This discussion has been locked.
You can no longer post new replies to this discussion. If you have a question you can start a new discussion

Strange routing problem - Hosted in ESXi environment

Hello

I have uncovered a strange issue in routing (or lack of it). First let me describe my environment -

XG, Windows server are hosted on ESXi.

Windows server has one NIC, connected to vswitch0 - port group 0, called Internal.

XG has 2 NIC, one connected to Internal, and the other connected to port group 1, called external. XG uses pppoe to get internet. It uses IPsec to connect to two other remote sites (Mikrotik and TMG).

These two NIC are physical NIC (2 port intel ethernet card). One port is connected to internal (so my other laptops etc can connect) and one port is connected to Fiber box(XG dialing into pppoe). All works well as intended.

 

Now, after establishing IPSEC, I can ping to remote sites if I am pinging from other computers, which are NOT hosted by ESXi. Eg, from my laptop (XG is default gateway), I can ping the remote computers. The remote computers can ping me.

The problem -For whaterever I try, I cannot ping from ANY (I tried installing experimental linuxes also in ESXi) of the ESXi hosted computers (same network - internal) to any of the remote sites. Ofcourse I have checked the usual suspects such as default gateway etc - I am ok in the basics of networking - so usual suspects taken care of). The remote computers CAN ping the esxi hosted computers, so its a one way ping. (makes me think XG is somehow blocking ping from windows host)

 

XG packet capture, logs DONOT show anything. So how do I troubleshoot. Is this ESXi issue or XG issue? Should I install packet capture in Windows host(I doubt it will help). The packet capture in XG seems to be useless(just like logging).
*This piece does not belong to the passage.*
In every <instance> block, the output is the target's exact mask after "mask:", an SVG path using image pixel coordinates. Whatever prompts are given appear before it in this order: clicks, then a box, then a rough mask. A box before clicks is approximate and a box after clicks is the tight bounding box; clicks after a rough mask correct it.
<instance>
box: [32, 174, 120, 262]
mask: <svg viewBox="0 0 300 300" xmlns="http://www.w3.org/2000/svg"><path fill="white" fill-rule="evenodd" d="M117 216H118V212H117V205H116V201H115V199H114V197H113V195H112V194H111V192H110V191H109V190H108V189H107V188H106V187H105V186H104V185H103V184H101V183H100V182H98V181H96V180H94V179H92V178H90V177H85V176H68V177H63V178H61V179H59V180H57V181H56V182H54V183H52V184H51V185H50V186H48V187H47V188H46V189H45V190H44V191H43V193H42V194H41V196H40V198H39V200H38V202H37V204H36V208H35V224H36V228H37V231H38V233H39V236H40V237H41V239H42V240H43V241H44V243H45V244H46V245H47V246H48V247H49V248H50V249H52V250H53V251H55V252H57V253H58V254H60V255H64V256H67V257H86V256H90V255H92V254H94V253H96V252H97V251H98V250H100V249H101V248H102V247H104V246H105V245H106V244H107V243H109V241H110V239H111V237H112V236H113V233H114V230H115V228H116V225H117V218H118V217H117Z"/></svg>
Also, I tried the promiscous, forged MACs and other things in ESXi. No change.

Tracert from windows (in ESXi)shows that packets are sent to XG, but XG is silently dropping those packets without logging. XG has no problem in routing correctly if the packets originated outside the esxi host. This is ONLY for IPSEC tunnels. I can access XG ui in any case (from ESXi hosted or outside ESXi). 

 

Thank You



This thread was automatically locked due to age.
  • Replying to myself - using pktcap is esxi seems to capture only the packets coming into the port of the VM.

    Is there a way to capture packets which are going OUT of the port.
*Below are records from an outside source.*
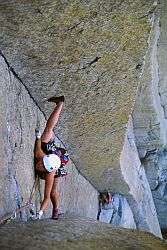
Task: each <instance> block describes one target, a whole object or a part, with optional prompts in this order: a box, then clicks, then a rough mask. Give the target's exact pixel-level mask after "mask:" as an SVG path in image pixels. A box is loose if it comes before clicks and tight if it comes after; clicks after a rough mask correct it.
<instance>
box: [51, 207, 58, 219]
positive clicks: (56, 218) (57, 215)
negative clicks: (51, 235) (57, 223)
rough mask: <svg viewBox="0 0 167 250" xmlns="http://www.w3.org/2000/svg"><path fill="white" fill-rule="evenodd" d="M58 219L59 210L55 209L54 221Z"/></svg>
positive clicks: (54, 210) (52, 213) (52, 215)
mask: <svg viewBox="0 0 167 250" xmlns="http://www.w3.org/2000/svg"><path fill="white" fill-rule="evenodd" d="M58 218H59V214H58V209H55V210H53V212H52V220H58Z"/></svg>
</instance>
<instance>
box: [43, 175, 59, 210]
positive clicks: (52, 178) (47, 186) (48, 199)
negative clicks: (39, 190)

  • Ok - Confirmed it. XG is dropping it.

     

    Here is the packet capture from my internal machine using XG (192.168.39.1) as GW.

    (switchport below is XG switchport)

     

    pktcap-uw --switchport 67117068 --proto 0x01 --capture PortOutput

    000c 2920 b357 000c 2951 1daa 0800 4500
    003c f52a 0000 8001 49eb c0a8 27f9 c0a8
    5261 0800 3a81 0001 12da 6162 6364 6566
    6768 696a 6b6c 6d6e 6f70 7172 7374 7576
    7761 6263 6465 6667 6869

     

    So, 192.168.39.249(my site) is pinging 192.168.82.97 (site1). XGs NIC is receiving this ping (as the capture is from ESXi), and then putting this packet in blackhole because there is no trace of this packet inside XG.

     

    What is so special in this configuration? How XG even knows this packet is originating from ESXi?

  • Hello Nitin,

    do you have (by any chance) exchanged internal and external port in your XG config?

    AND/OR did you put both physical NICs into the same switch?

  • BTW, and not meant to be impolite:

    I would NEVER state things like these when troubleshooting is going on;

    "Ofcourse I have checked the usual suspects such as default gateway etc - I am ok in the basics of networking - so usual suspects taken care of)."

    This has the assumption, that we should not take care about these questions, although something really goes wrong in your setup.

    First thing I teach my apprentices is "Ask questions, never make assumptions!"

  • Yes I have!!

    This XG setup was a physical setup a year ago.

    I moved it to ESXi later and restored the backup.

    Also, when reassigning switches in ESXI, I found myself putting both LAN and WAN into the same switch(migrated the standard switch to distributed switch using vsphere wizard).

    Corrected it a bit later.

     

    Arp is usually short lived, so that can be a problem?

    Thank you

  • Found the bug.

    Finally.

     

    Was able to capture port address that XG is using. Found that XG is using 4444 port to reply back!!

    This is definitely a bug. XG admin console resides on 4444.

    Switched the admin console to 4446, and everything is OK!!!

     

    So XG team - Why are you using 4444 port when it was marked as admin console?